This patch introduces the routines used to submit and flush buffers
belonging to SHA1 crypto jobs to the SHA1 multibuffer algorithm.  It is
implemented mostly in assembly optimized with AVX2 instructions.
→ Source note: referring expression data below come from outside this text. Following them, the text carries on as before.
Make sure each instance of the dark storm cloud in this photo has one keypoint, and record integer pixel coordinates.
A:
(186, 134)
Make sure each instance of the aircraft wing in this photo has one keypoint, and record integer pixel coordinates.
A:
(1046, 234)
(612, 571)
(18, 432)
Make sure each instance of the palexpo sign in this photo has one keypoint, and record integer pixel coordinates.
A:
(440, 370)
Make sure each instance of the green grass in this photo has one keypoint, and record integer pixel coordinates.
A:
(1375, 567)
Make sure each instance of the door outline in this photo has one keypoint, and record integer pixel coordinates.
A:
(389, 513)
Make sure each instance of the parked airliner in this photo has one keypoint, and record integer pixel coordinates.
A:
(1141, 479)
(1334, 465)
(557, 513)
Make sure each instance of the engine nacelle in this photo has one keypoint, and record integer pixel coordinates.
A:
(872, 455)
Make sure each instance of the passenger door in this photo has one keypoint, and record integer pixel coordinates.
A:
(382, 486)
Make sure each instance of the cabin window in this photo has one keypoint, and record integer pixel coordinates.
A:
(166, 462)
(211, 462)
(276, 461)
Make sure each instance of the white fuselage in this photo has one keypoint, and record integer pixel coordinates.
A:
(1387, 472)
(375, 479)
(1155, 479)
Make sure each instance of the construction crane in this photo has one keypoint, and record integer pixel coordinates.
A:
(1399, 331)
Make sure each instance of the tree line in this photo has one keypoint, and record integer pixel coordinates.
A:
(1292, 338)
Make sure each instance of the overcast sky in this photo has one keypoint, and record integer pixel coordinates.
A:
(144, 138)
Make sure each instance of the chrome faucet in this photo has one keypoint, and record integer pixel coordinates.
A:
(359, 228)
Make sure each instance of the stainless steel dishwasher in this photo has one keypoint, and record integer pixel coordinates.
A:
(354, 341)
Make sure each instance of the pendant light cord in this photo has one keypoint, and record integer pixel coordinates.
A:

Signed-off-by: Tim Chen <tim.c.chen@linux.intel.com>
---
 arch/x86/crypto/sha-mb/sha1_mb_mgr_flush_avx2.S  | 327 +++++++++++++++++++++++
 arch/x86/crypto/sha-mb/sha1_mb_mgr_init_avx2.c   |  64 +++++
 arch/x86/crypto/sha-mb/sha1_mb_mgr_submit_avx2.S | 228 ++++++++++++++++
 3 files changed, 619 insertions(+)
 create mode 100644 arch/x86/crypto/sha-mb/sha1_mb_mgr_flush_avx2.S
 create mode 100644 arch/x86/crypto/sha-mb/sha1_mb_mgr_init_avx2.c
 create mode 100644 arch/x86/crypto/sha-mb/sha1_mb_mgr_submit_avx2.S

diff --git a/arch/x86/crypto/sha-mb/sha1_mb_mgr_flush_avx2.S b/arch/x86/crypto/sha-mb/sha1_mb_mgr_flush_avx2.S
new file mode 100644
index 0000000..85c4e1c
--- /dev/null
+++ b/arch/x86/crypto/sha-mb/sha1_mb_mgr_flush_avx2.S
@@ -0,0 +1,327 @@
+/*
+ * Flush routine for SHA1 multibuffer
+ *
+ * This file is provided under a dual BSD/GPLv2 license.  When using or
+ * redistributing this file, you may do so under either license.
+ *
+ * GPL LICENSE SUMMARY
+ *
+ *  Copyright(c) 2014 Intel Corporation.
+ *
+ *  This program is free software; you can redistribute it and/or modify
+ *  it under the terms of version 2 of the GNU General Public License as
+ *  published by the Free Software Foundation.
+ *
+ *  This program is distributed in the hope that it will be useful, but
+ *  WITHOUT ANY WARRANTY; without even the implied warranty of
+ *  MERCHANTABILITY or FITNESS FOR A PARTICULAR PURPOSE.  See the GNU
+ *  General Public License for more details.
+ *
+ *  Contact Information:
+ *      James Guilford <james.guilford@intel.com>
+ *	Tim Chen <tim.c.chen@linux.intel.com>
+ *
+ *  BSD LICENSE
+ *
+ *  Copyright(c) 2014 Intel Corporation.
+ *
+ *  Redistribution and use in source and binary forms, with or without
+ *  modification, are permitted provided that the following conditions
+ *  are met:
+ *
+ *    * Redistributions of source code must retain the above copyright
+ *      notice, this list of conditions and the following disclaimer.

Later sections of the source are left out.